The Ramblers originally played tunes they had learned from 78s by pioneering hillbilly acts such as the Skillet Lickers and Charlie Poole. They quickly tired of this, however, and developed a style Thompson called "new-timey music; a bridge that connects the past and present". Their approach to this music was, Thompson noted, simple: "We like to make a big noise. We're entertainers, not preachers or poets. We get people hoping, laughing and feeling good."

Born in West Virginia in 1937, Thompson worked as a teacher before pursuing his interest in the banjo full-time. By the mid-Sixties he and his guitarist wife Bobbie were joined by both the mandolinist Bertram Levy and the fiddler Alan Jabbour in an outfit named the Hollow Rock String Road. Their tribute to the veteran Virginia fiddler Henry Reed, Traditional Dance Tunes (1968), remains one of the most important projects of its type.

In 1972, the year in which Bobbie Thompson died in a car crash, Thompson joined the fiddler Bill Hicks and multi-instrumentalist Jim Watson in forming the Red Clay Ramblers. A début album was released in 1974 but it was only with the addition to their lineup of the pianist Mike Craver that they found a signature style.

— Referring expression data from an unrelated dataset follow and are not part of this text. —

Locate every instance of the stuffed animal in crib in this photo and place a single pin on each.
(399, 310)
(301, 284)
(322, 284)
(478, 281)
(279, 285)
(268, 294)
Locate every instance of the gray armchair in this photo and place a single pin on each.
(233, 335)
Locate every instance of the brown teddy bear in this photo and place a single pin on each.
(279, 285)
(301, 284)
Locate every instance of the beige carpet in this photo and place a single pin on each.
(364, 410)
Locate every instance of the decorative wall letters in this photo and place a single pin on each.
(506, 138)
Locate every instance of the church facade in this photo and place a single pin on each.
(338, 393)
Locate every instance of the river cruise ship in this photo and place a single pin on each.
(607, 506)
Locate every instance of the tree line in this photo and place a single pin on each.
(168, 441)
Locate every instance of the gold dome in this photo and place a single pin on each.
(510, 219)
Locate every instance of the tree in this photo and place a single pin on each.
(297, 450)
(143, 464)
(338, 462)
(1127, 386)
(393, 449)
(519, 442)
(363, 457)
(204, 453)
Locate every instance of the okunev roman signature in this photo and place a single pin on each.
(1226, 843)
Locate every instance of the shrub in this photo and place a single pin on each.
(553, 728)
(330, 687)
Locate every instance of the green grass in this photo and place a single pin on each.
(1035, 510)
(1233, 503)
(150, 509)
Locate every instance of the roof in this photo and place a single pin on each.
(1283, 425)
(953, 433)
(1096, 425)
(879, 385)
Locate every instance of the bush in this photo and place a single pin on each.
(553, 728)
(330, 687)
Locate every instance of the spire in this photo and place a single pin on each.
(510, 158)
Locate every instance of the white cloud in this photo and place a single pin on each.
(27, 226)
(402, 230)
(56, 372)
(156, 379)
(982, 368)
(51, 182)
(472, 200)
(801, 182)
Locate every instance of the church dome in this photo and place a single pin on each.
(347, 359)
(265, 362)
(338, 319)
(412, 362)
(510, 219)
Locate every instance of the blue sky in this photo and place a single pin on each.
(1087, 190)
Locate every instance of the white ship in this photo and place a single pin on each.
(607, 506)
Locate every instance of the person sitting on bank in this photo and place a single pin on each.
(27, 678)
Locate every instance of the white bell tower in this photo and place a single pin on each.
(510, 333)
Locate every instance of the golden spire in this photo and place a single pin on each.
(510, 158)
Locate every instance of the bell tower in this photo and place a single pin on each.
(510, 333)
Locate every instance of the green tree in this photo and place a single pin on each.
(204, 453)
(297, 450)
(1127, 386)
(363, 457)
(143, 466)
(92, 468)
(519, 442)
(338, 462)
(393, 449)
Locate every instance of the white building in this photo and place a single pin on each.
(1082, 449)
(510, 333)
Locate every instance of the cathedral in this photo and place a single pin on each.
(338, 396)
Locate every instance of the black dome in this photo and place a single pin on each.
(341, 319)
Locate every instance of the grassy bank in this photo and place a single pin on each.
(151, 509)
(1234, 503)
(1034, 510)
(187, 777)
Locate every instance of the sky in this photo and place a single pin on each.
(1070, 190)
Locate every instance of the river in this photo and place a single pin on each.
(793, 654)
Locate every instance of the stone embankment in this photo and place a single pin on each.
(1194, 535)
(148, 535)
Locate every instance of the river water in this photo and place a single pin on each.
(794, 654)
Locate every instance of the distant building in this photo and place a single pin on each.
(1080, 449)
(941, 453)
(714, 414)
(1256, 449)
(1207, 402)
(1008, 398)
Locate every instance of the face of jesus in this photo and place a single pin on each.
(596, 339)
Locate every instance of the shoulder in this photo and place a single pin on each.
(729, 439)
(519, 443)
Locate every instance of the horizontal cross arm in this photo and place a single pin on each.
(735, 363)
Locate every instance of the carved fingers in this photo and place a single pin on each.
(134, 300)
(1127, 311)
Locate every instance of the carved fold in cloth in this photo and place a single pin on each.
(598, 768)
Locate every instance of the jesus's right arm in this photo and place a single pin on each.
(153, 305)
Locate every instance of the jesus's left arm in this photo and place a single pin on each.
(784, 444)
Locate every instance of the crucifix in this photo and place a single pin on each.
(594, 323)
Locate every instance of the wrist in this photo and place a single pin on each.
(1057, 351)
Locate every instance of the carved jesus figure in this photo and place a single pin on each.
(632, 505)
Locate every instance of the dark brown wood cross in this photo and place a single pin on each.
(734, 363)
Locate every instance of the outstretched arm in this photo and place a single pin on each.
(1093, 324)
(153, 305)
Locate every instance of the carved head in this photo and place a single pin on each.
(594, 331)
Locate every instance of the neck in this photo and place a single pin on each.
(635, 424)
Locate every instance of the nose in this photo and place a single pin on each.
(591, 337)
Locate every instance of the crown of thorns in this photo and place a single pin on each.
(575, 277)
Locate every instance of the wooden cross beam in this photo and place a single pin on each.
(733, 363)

In early 1975, the Red Clay Ramblers headed for New York where they performed in Diamond Studs, a hit musical based on the life of Jesse James. On returning to North Carolina they recorded the album Stolen Love (1975) and demonstrated their eclecticism by including a fine version of Ivor Novello's "Keep the Home Fires Burning". Later acclaimed Red Clay Ramblers discs included Twisted Laurel (1976), Merchant's Lunch (1978), Hard Times (1981) and Rambler (1992).

In 1985 they returned to the New York stage, performing the incidental music for Sam Shepard's A Lie of the Mind. They later collaborated with the playwright on two of his films, Far North (1989) and Silent Tongue (1993), but by the time the latter was released it was clear that Tommy Thompson was experiencing health problems. Diagnosed with the early stages of dementia, he was forced to retire from performing in 1994.